There are decisions to make, too. Like, is it OK to eat Belgian waffles today? What 'Merican beer should you drink if Klinsi's boys win?
But in the end, we all know these are silly, irrelevant questions. Because today isn't about waffles or moules frites or Belgium. It's not about the United States, either. And ultimately, it's not about soccer.
It's about a cultural moment and a burgeoning community of soccer fans who have loved the game for years and have worked to see it grow. It's about the stranger standing next to you at that viewing party in Kansas City or Redondo Beach or Orlando who might not fully grasp the offside rule but fully understands the joy of having fun and expressing a passion. It's about a TV news anchor asking she should say "nil" or whether she can still say "zero." (Either is just fine, by the way.)

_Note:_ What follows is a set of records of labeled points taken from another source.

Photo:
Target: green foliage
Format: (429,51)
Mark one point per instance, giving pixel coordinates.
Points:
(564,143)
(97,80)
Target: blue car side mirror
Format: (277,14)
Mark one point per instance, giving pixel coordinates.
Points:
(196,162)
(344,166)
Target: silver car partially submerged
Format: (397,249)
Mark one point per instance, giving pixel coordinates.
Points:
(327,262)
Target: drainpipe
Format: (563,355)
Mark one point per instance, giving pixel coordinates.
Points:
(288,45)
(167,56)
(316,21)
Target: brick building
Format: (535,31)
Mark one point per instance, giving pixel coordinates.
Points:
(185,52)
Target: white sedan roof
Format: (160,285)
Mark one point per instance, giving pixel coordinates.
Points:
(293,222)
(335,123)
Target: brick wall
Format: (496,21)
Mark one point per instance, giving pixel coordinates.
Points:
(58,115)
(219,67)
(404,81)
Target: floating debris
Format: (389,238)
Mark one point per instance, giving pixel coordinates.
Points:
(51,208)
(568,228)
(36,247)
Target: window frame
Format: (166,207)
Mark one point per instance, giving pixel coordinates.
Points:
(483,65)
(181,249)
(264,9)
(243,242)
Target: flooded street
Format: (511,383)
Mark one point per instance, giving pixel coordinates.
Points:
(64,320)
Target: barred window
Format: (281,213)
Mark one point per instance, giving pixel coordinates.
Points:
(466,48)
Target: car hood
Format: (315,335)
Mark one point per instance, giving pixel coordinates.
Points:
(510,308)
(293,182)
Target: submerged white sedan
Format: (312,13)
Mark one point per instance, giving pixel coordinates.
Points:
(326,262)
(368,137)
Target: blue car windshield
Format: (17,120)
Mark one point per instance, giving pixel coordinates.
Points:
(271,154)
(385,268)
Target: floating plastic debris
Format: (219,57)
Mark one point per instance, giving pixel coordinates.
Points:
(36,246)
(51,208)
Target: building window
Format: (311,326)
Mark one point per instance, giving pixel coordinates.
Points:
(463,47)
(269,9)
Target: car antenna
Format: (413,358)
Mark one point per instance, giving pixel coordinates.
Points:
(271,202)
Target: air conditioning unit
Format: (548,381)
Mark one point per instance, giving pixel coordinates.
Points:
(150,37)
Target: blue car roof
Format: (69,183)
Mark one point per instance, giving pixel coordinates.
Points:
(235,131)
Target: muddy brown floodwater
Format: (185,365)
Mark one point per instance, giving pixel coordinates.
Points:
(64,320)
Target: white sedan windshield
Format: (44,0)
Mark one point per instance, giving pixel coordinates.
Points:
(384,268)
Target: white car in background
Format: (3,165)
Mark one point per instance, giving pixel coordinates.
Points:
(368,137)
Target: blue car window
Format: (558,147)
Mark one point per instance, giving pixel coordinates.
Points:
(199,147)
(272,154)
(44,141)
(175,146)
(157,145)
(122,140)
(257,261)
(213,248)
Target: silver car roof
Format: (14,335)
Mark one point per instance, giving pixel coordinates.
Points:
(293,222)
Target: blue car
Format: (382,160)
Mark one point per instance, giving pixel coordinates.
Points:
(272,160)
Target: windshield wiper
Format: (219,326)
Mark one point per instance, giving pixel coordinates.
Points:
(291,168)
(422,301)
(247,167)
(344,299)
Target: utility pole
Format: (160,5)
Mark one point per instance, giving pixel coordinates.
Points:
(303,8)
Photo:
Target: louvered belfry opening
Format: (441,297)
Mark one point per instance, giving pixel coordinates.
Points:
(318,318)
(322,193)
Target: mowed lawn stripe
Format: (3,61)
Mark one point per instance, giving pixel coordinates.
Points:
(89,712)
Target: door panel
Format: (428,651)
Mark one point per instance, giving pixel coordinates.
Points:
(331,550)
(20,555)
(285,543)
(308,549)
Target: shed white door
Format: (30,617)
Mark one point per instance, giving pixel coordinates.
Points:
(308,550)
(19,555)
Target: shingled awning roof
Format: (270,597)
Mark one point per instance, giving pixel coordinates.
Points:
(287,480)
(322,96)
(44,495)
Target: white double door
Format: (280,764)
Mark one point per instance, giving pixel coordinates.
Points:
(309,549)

They are the new fans, drawn to the energy and buzz of a sport on the rise in the constantly shifting cultural landscape that is America and Canada. Not that soccer is a new phenomenon here. It's been around for decades. But we'd be naive if we didn't say there is something happening here. There is a movement that started a few years ago that ushered in a new era of supporters and soccer culture.
And whether the US wins or loses isn't going to change that. It won't determine whether soccer has "made it" in America. It won't have some kind of impact on MLS's continued evolution.
What this Belgium game will do, though, is send another message to the world that American soccer is something real. Something that we take seriously. And the game will open a few more eyes here in the States to the fact that, yes, we do care about the world's game and that, yes, we do have soccer culture, one that has existed for years. All anyone had to do was look around.
And so, let me end by saying this: I do believe. In fact, win or lose, I believe.
Though I'd be lying if I didn't admit that I'd believe a little more if the US won.